Wow! Twenty years have passed since we put this business together. In some ways, it feels like we have been crafting gourds forever. At other times, it all seems to have happened so fast. I’m still amazed that the seeds from two gourds found by accident turned into a dream that has lasted twenty years. It was during a trip to New England that I first saw fresh goose gourds at several of the farm markets. I bought two and took them home thinking that they were neat and might be something interesting to grow. I took the seeds out of them and then forgot all about them for several years. When I finally tried growing them, the response was overwhelming until all the other produce growers in our area began growing them as well. We were all trying to sell fresh goose gourds into a market that didn’t find it so special anymore. Our gourds that were once so special now lay in the fields not harvested.
Every other product a farmer grows rots and becomes unusable if left on the ground all winter. Our gourds did not, their wood-like shells just dried and left us with a beautiful shape to create something out of. So that’s what we did, having no idea if they would sell. When they sold much faster than we could make them, it didn’t take a genius to realize they were many times more valuable dried than fresh. This was the beginning of Meadowbrooke Gourds.
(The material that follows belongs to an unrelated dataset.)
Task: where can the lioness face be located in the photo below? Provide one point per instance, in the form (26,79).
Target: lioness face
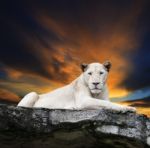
(95,75)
The early years were a time of finding and inventing many things. We needed the right people to build a dream with, create the system and tools to craft a product that few others were doing and refine the growing and drying of hundreds of varieties of hard-shelled gourds. We were all young and didn’t mind making lots of mistakes if we could learn from them. The most rewarding part of the early years was solving the big problems of how to efficiently grow, sort, wash, and craft gourds.
The middle years were a time of rewards. Our big problems were solved and our products were bought as fast as we could grow and craft them. We still had more to learn but didn’t realize it yet. We started to be satisfied with our products and our systems. It became ok to just do things as we had previously. Then came 2008 and the depression/recession. Suddenly, we had to become a lot more special because there were a lot fewer dollars available to be spent on arts and crafts.
I’m very proud that all of us chose to reduce our pay by 25% to keep from laying anyone off. That the family our company set out to create so many years before held up when times got tough. It took a while to adjust and to realize that all our past successes would just be the past if we didn’t learn how to constantly improve everything all the time.
We have spent these last years breaking and rebuilding a good company in an attempt to create a great company. You can only stay special as long as you are improving and learning. I hope you can see this in our products, our catalog and every time you meet our company family.
It takes an awful lot of people to make a company successful. From the bottom of my heart, thank you to all our employees, customers and suppliers. It takes all of us to make this dream possible.